Summary, Critique of Practice and Results:
Summary
The method applied was very efficient in allowing the individual to not only address the problem when she was ready but also to help her understand the extent to which she can adapt and change maintaining a consistent level of growth and awareness about her mental health and depressive inclinations. The individual analyzed for this study was able to lucidly understand the problem and even though the change process seemed daunting, the individual mostly was able to stay mentally tough and surrounded herself a strong social structure of peers and foster care structure. She took additional steps to join health groups, even though she was initially reluctant to do so, but she did make an effort in order to remain updated on all depressive and health issues/patterns.
Critique of practice:
Sarah was a patient recommended to me from a colleague, primarily because of my experience and history with treating kids in the foster care structure. I took on the case as I realized that this could be an opportunity to document part of implementation in modern behavioral theories. Plus, she reminded me of a patient I had dealt with previously without having much success. I felt like I could perhaps make amends through helping Sarah. Upon meeting Sarah, in our first session, she seemed like a reclusive and secretive person. She wasn't much of a talker and the friendlier I tried to be, the more skeptical she became about the reason behind my desire to help her. The idea that I had to employ the Stages of Change formula was not going to work unless I could get Sarah to open up and talk about her situation with me. So I decided to play by her rules and not make the first authoritative move. After a couple of sessions, she started talking about random things in my life, like the paintings on my wall or the books I owned, she even talk about my fashion sense, but every time I tried to get more out of her, she would shut me out. I realized through her attitude and peer profiles that she liked to size someone up before deciding to trust them so I allowed her to dictate therapy session initially.

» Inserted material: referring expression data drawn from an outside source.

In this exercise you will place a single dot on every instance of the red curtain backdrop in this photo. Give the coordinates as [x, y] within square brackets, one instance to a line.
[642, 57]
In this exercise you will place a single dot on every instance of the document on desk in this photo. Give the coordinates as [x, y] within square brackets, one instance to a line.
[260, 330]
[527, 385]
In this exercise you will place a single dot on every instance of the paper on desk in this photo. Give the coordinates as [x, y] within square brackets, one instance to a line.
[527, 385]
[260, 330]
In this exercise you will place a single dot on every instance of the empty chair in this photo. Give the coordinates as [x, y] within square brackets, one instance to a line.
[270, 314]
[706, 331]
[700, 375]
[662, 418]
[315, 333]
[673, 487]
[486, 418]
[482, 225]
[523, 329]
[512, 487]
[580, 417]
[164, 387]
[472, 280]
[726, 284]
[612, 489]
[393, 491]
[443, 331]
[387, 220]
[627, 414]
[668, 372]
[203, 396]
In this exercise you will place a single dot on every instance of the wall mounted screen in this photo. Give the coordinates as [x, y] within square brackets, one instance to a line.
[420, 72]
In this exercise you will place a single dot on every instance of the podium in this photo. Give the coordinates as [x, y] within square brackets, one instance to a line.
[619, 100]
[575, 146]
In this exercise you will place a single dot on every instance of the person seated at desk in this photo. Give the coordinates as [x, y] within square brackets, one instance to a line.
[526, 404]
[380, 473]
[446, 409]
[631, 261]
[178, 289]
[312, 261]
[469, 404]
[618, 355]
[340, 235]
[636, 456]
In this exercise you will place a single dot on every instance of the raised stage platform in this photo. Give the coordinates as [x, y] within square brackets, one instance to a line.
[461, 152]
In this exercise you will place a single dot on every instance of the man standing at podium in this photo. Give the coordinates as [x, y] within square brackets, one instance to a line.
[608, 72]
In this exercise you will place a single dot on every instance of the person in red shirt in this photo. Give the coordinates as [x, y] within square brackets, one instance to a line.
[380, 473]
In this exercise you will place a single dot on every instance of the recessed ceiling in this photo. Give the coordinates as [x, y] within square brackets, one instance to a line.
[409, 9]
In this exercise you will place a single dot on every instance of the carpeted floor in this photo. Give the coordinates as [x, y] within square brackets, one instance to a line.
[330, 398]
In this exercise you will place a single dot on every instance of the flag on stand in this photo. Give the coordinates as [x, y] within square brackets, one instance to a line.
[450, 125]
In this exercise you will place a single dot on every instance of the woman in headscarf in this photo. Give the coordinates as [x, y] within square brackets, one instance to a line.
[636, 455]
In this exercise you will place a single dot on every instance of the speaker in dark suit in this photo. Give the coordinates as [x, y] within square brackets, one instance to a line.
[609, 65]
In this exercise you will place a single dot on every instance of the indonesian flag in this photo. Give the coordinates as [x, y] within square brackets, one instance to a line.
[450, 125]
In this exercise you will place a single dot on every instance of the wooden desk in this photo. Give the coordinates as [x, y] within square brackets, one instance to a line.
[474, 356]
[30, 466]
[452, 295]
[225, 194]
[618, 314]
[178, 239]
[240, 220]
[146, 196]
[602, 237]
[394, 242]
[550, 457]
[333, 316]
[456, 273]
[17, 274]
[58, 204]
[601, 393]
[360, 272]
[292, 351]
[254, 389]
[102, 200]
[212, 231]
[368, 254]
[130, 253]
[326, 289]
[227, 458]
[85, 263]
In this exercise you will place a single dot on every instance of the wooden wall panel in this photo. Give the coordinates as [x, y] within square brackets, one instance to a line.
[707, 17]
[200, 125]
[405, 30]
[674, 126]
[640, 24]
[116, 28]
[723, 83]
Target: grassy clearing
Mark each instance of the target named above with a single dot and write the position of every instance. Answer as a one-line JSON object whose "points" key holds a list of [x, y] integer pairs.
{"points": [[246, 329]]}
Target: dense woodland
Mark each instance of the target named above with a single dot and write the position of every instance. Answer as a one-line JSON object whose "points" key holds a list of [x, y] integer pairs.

That seemed to be the winning strategy but it was the third session with Sarah that I felt like I was being more of a hindrance than anything else. The reason why I had taken Sarah's case was because she reminded me of another client who I had wanted to help but had been unsuccessful with. I felt like I needed to make things better for Sarah in order to feel good about my own practice with such clients. The third session however started off on the wrong foot, primarily because I was being very defensive. Sarah's defenses had always been very high around me and it had required a low of patience on my part in the prior two sessions in order to deal with her complexities. However, I was running low on tolerance levels even before this particular session had begun. I did not react well to the usual carefree and disregarding demeanor of Sarah and I became angry myself.
The anger on my part should not have been revealed! It is my job to cover up what I am feeling, and deal with the client's problems on her terms especially when dealing with such a strong personality as Sarah's. The session took a turn for the worst when the client made a personal attack on my determination and commitment levels after interpreting a painting in my office. Even though I knew that it was a provocation and I shouldn't let it dominate my reaction, I was still unable to control my outbreak. By the time, I had sort of calmed myself down and was trying to push past what I was feeling; Sarah had already grown more distant. She was talking about randomly variant topics and any attempt I would make on digging deeper into her problem would be received with a sudden change of topic.